Ох, правы новгородские еретики-стригольники: эти нынешние святые отцы торгуют митрами и клобуками, что барышники скотом. Своими же руками разрушат, убьют веру - на чем тогда стоять государству? На одних княжеских копьях?.. И почему так идет жизнь? Одни бескорыстными трудами созидают храм, кости свои кладут в его стены. Когда же храм выстроен, когда люди признали его кумирней - тут и начинают пробираться в храм проворные, изворотливые, подловатые людишки с загребущими руками обезьян и прожорливостью свиней. Засядут на готовом жрецами, будут петь те же святые молитвы, а под громкое славословие богам, которым они никогда не верили в душе своей поганой, начнут грабить поклоняющихся, обворовывать самый храм, жрать и пакостить, блюя тут же от пресыщения. И так все разворуют, изгадят, испоганят самую веру, что когда спадет с глаз людских пелена, то, чему поклонялись, предстанет зловонной клоакой, которую надо немедля снести и зарыть. Неужто и православной церкви грозит нашествие подобных мерзавчиков? Неужто и то великое, святое, за что он, князь Донской, и верные люди его готовы положить голову - единая крепкая власть, единое могучее государство, - когда-нибудь окажутся в руках правителей и их приспешников только средством обирать и душить народ, наживаться и купаться в роскоши, как свинья в грязи?

Располагая богатейшей на Руси казной, Димитрий, как и отец, и дед его, вел строжайший учет имуществу - вплоть до шапки и пояса, которые носил. Каждая ценная личная вещь великого князя передавалась наследникам по письменному завещанию, как принадлежность титула, государственное достояние, которое наследники обязаны умножать, но не транжирить. Излишки доходов от собственных владений он неизменно отдавал в государственную казну. Ей, казне, принадлежала и та столовая роскошь, что так поразила гостей. Все это золото и серебро в любой день могло обратиться в хлеб, одежду, жилища, снаряжение и оружие для войска. Большую часть добычи, взятой после разгрома Мамая, он велел боярам раздать участникам похода, не забыв о семьях убитых и раненых воинов. В годы неурожая и падежа он кормил тысячи людей из своих житниц или на свои деньги, как делали его отец, дед и прадед, - он не мог себе представить, что государь или господин, владеющий людьми, может поступать иначе. Да, правителю надо быть скупым, но не из личной корысти, а для пополнения общей казны на черный день. Но в последние годы, когда великое княжество окрепло и забогатело, стал замечать он в иных вотчинниках звероватую темную жадность. Ладно бы для дела жадничали - дружины добрые содержали, устраивали вотчины и ремесла, - так нет, в скудоумное чванство и похвальбу ударяются. Коли у соседа две бобровые шубы - у меня их три должно быть, у соседа кафтан серебром шит - у меня золотом, у него по перстню на каждом пальце - у меня по два, он трех соколов держит - у меня их вдвое больше, да и сокольничих тоже, его жена в жемчугах - моя в изумрудах и яхонтах. И отцы святые ангельского чина - туда же, значит, за светскими боярами.

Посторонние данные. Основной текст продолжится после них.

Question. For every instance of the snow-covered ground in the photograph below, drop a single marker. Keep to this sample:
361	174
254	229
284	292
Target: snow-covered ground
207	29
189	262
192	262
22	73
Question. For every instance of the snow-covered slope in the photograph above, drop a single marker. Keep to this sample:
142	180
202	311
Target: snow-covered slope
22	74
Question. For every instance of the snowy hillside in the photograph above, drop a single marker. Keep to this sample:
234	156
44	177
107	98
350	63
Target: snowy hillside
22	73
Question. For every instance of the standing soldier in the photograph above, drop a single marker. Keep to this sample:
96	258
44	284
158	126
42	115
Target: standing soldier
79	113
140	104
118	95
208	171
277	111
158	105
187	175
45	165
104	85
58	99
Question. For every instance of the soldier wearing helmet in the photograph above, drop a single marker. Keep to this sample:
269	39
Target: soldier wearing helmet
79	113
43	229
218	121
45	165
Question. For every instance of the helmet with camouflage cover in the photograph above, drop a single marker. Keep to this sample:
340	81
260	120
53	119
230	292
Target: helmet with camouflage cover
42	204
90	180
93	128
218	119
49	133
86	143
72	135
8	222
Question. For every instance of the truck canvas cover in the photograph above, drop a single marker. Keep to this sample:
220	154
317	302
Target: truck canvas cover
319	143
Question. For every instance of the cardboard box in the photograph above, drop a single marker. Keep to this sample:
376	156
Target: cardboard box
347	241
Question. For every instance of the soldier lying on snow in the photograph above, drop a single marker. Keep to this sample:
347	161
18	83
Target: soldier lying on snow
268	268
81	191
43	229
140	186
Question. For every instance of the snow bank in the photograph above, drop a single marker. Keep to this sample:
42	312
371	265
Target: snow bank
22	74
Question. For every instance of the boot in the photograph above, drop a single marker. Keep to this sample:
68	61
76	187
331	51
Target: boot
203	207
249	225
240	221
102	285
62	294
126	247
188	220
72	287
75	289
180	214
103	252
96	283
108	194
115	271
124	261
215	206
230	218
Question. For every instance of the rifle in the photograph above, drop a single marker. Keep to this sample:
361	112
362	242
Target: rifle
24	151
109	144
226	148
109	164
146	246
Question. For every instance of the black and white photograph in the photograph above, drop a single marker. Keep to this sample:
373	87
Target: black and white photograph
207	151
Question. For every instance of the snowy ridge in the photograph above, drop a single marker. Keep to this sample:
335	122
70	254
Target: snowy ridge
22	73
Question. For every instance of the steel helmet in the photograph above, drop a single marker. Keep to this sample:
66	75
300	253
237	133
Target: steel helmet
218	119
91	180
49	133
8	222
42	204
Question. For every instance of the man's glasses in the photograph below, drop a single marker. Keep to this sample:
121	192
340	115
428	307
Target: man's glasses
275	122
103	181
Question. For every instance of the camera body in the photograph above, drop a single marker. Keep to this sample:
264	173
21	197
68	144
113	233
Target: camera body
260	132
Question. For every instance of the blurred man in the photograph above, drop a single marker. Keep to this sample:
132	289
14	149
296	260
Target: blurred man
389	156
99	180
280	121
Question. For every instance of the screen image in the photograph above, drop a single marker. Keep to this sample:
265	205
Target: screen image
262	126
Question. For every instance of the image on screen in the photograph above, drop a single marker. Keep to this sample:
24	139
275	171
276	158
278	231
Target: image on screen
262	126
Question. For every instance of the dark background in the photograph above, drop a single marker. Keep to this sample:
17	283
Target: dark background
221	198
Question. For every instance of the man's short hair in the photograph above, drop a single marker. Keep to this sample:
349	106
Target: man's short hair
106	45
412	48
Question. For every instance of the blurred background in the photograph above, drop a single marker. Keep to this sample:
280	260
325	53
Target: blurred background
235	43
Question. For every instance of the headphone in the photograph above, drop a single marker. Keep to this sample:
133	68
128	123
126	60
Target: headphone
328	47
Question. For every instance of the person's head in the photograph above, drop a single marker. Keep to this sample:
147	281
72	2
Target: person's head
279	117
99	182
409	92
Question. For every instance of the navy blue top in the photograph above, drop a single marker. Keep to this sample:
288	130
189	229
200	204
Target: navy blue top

Нет, не зря он содрал с вора Пимена белый клобук, не зря засадил его в келью под строгий досмотр - авось покается. Пусть Киприан себя покажет. Великий князь московский и его сумеет при случае согнать с высокого стола. Тем более что есть для Киприана изрядное пугало - "запасной митрополит", рукоположенный в Константинополе и запрятанный в Чухлому.